Fils unique d’une famille de viticulteurs modestes vivant dans la montagne, avant bras amputé et ne sachant pas nager… Personne n’aurait pu imaginer un jour voir Jingkun Xu s’engager dans la course la plus difficile du monde.
Connu pour être un « bâtisseur de rêve », au point qu’il consacre sa vie à partager sa philosophie, « Dream il Believe it and Build it » (Rêvez, croyez et construisez), le navigateur de 35 ans, né dans la province du Shandong, dans le nord est de la Chine, a découvert la voile dans l’équipe paralympique chinoise.
Six ans avant les Jeux Paralympiques de Sydney, la Chine lui propose tout simplement d’intégrer un plan de formation pour son équipe nationale.

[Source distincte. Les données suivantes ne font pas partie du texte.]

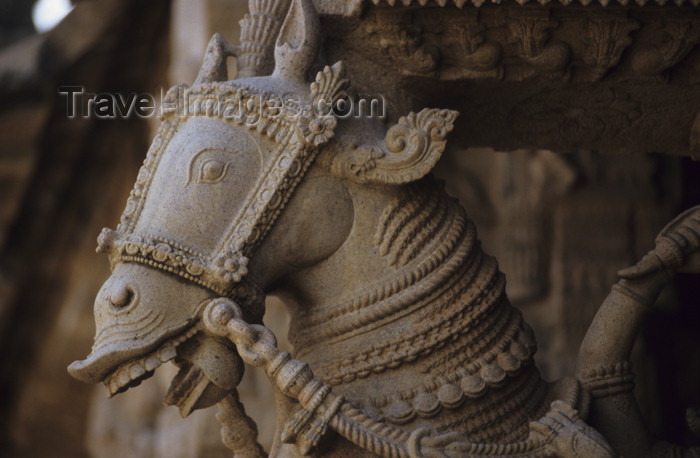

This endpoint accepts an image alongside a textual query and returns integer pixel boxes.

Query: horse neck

Bien qu’à l’époque, il ne sait pas nager, il décide de tenter l’expérience. Sur un « Sonar » (voilier d’environ 7 m de long à 3 équipiers), son olympiade sera un échec (il termine 10ème sur 14), ce qui pèse dans la décision de la Chine de dissoudre l’équipe paralympique de voile, au lendemain de la compétition.
Le déclic Ellen MacArthur
Jingkun Xu ne le sait pas encore, mais, à l’aube de ses 19 ans, une vocation est en train de naitre. Reste à définir comment elle va se matérialiser. C’est en s’intéressant au parcours dEllen MacArthur, que sa passion va se préciser. A travers l’histoire de la navigatrice britannique, qui fait escale en Chine à l’occasion de son tour du monde, il prend conscience que la voile au large est beaucoup plus qu’une compétition, mais bien une philosophie.

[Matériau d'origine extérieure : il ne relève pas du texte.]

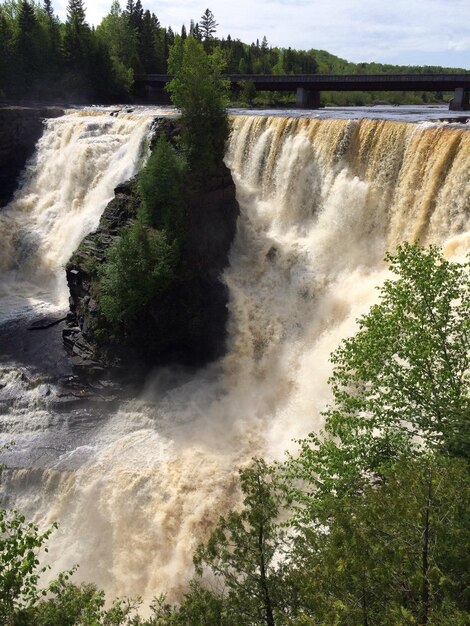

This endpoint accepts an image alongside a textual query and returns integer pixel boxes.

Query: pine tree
[18,0,36,38]
[44,0,54,19]
[199,9,218,41]
[67,0,85,26]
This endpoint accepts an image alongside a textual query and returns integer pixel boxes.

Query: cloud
[51,0,470,69]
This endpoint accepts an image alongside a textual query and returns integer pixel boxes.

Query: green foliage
[99,220,175,326]
[0,509,55,624]
[167,37,229,175]
[327,244,470,458]
[288,454,470,626]
[139,136,186,235]
[199,9,218,41]
[194,459,286,626]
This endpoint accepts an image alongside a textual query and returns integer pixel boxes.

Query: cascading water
[3,109,470,599]
[0,110,153,322]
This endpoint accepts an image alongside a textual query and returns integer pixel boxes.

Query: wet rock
[63,119,239,381]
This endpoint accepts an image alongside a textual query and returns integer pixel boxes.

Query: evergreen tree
[63,0,90,76]
[199,9,218,41]
[44,0,54,19]
[167,37,228,175]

A partir de 2010, son objectif est clair : devenir navigateur au large et participer au Vendée Globe. Il se forme pour devenir moniteur, puis quatre ans plus tard, quitte la Chine pour s’installer en Bretagne (où il débarque sans parler un mot de français) et passer encore un palier vers son rêve. En 2015, c’est la Mini transat, puis en 2017, accompagnée de son épouse, il se lance dans un tour du monde, en catamaran (sans pilote automatique, ce qui rend la navigation encore plus compliquée). Un tournant dans sa vie, qui va le faire grandir encore plus vite.

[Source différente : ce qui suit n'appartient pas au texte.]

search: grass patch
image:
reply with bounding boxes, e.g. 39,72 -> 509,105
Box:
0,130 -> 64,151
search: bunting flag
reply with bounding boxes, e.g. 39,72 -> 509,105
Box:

Jingkun Xu revient en Chine où il est désormais reconnu comme un grand marin. Il crée une école de voile. Le destin s’accélère en 2021, quand il parvient à réunir les fonds pour acheter l’Imoca d’Alain Rouan qui vient de faire le Vendée Globe (en se classant 17ème), aidée par la ville d’Haikou. Il baptise son bateau China Dream Haikou, qui devient Singchain Team Haikou quand, en octobre 2023, la société de Singapour, spécialisée dans les investissements dans le domaine du Web devient son principal partenaire.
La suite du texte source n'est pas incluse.